Susan Polgar is allowed to hold a girls championship on her own, and the players will have their games rated by the USCF, but the event will no longer be recognized by the USCF as a national event.
In a related story, this brings to a climax a long controversy between myself and various figures within the USCF regarding how USCF politics ought to be reported to the outside world. I first broke this story last month when I stated that the USCF "may" not renew the Polgar contract. People took issue with this statement, saying that without any official announcement, such speculation was unwarranted.
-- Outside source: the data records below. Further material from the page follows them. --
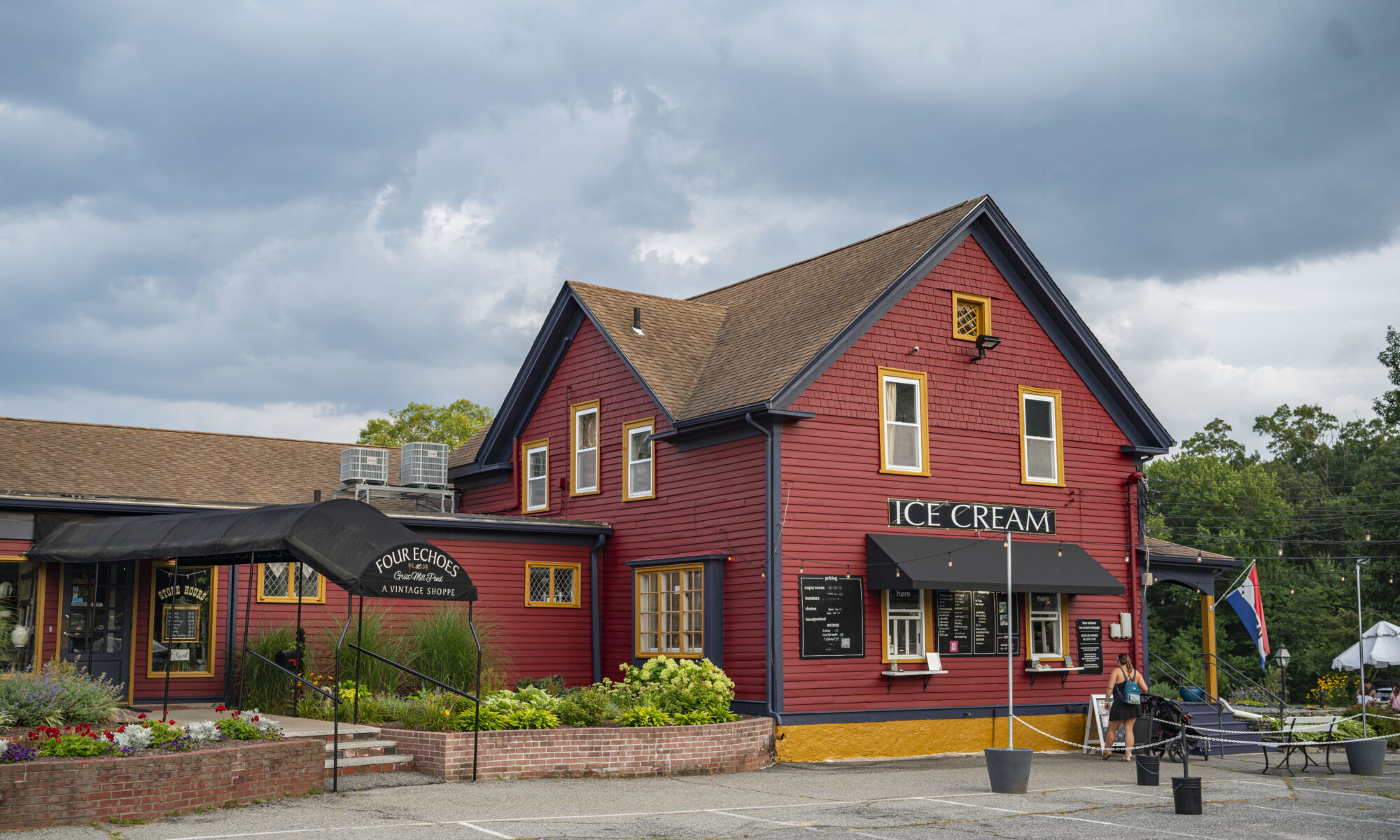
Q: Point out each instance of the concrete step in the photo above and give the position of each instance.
(372, 765)
(363, 747)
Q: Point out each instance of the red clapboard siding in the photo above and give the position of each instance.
(831, 474)
(709, 500)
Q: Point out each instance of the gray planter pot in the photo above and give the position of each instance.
(1009, 769)
(1367, 758)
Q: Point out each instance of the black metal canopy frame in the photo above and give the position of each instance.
(351, 544)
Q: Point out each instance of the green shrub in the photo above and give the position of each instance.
(586, 708)
(645, 716)
(530, 718)
(59, 694)
(264, 685)
(554, 684)
(491, 720)
(377, 636)
(444, 648)
(682, 685)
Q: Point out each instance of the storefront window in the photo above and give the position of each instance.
(1046, 626)
(22, 601)
(905, 624)
(671, 612)
(183, 610)
(288, 582)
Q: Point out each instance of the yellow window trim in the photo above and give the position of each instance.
(38, 614)
(636, 612)
(531, 565)
(526, 449)
(321, 589)
(1028, 640)
(923, 418)
(983, 316)
(884, 629)
(573, 451)
(214, 628)
(1059, 433)
(626, 458)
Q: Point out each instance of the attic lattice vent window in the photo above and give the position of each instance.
(972, 317)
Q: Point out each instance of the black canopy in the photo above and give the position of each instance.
(981, 565)
(349, 542)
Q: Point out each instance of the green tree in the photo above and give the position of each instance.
(449, 425)
(1388, 405)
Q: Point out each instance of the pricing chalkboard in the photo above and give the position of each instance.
(834, 617)
(183, 624)
(1090, 636)
(972, 624)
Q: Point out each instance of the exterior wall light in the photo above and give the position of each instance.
(986, 344)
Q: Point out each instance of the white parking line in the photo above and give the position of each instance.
(486, 831)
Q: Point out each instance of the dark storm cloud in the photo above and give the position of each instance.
(372, 204)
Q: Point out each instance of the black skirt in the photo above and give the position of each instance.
(1124, 712)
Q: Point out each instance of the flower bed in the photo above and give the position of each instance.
(593, 751)
(155, 783)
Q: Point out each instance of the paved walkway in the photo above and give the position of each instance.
(1072, 796)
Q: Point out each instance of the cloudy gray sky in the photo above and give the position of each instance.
(286, 218)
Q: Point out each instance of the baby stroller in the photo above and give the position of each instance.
(1168, 722)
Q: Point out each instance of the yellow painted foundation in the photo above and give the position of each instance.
(895, 740)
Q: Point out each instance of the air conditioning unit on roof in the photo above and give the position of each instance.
(362, 465)
(424, 465)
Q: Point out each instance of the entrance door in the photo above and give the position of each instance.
(97, 608)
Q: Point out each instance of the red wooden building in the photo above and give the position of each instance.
(810, 477)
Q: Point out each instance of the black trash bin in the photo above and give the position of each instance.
(1186, 792)
(1149, 771)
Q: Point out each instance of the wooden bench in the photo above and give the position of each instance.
(1289, 741)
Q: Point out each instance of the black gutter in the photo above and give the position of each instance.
(596, 625)
(772, 564)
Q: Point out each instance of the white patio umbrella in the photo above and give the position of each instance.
(1382, 649)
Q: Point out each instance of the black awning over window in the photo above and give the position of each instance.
(349, 542)
(981, 565)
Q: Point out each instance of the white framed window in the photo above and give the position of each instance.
(904, 432)
(671, 611)
(536, 488)
(584, 444)
(640, 477)
(1046, 625)
(1042, 443)
(905, 625)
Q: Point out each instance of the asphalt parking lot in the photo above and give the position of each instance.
(1072, 796)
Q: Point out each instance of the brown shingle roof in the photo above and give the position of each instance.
(740, 345)
(93, 460)
(467, 453)
(1166, 550)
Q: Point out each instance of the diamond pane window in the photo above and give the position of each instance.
(552, 584)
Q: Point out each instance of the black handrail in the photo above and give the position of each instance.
(335, 713)
(477, 698)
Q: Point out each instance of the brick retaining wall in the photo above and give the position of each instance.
(594, 751)
(48, 793)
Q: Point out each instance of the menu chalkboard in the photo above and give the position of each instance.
(1090, 635)
(183, 624)
(834, 617)
(972, 624)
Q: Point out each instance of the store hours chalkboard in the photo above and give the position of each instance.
(1090, 638)
(834, 617)
(972, 624)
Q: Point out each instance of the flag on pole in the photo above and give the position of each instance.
(1250, 604)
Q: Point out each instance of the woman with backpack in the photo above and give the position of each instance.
(1126, 688)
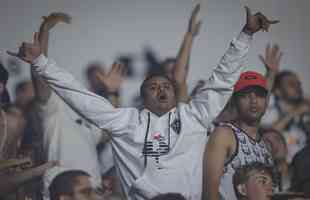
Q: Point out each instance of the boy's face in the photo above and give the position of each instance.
(259, 186)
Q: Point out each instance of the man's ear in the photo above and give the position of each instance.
(242, 190)
(65, 197)
(1, 88)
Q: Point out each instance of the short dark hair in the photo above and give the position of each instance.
(150, 76)
(280, 76)
(241, 174)
(64, 183)
(169, 196)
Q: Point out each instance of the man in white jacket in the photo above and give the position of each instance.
(158, 149)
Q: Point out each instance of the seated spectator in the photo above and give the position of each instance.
(278, 151)
(253, 182)
(169, 196)
(286, 108)
(72, 185)
(148, 148)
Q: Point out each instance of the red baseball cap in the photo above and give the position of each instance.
(250, 78)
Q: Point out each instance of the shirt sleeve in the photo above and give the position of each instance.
(93, 107)
(210, 100)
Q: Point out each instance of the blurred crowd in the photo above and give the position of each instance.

My position was (and is) that chess politics ought to be reported like regular politics: all factors ought to be taken into account when deciding on the merits of the story, not just whether or not officials have made a statement.
In any case, my story turned out to be true.
And in yet another story related to this, a plethora of challenges were raised to my after-the-fact questioning of the USCF Board's official actions. USCF folks didn't want this story to come out before the event and they opposed the story coming out after the event, too.
Footnote: The announcement.
The contract between USCF and Susan Polgar to recognize the Polgar Invitational as a national event expired with the 2009 tournament. This has been a fine event, has an outstanding sponsor in Texas Tech, and we hope that it will continue. Even though it is no longer a national, Susan Polgar has the right to organize it, as well as other tournaments, as USCF-rated events.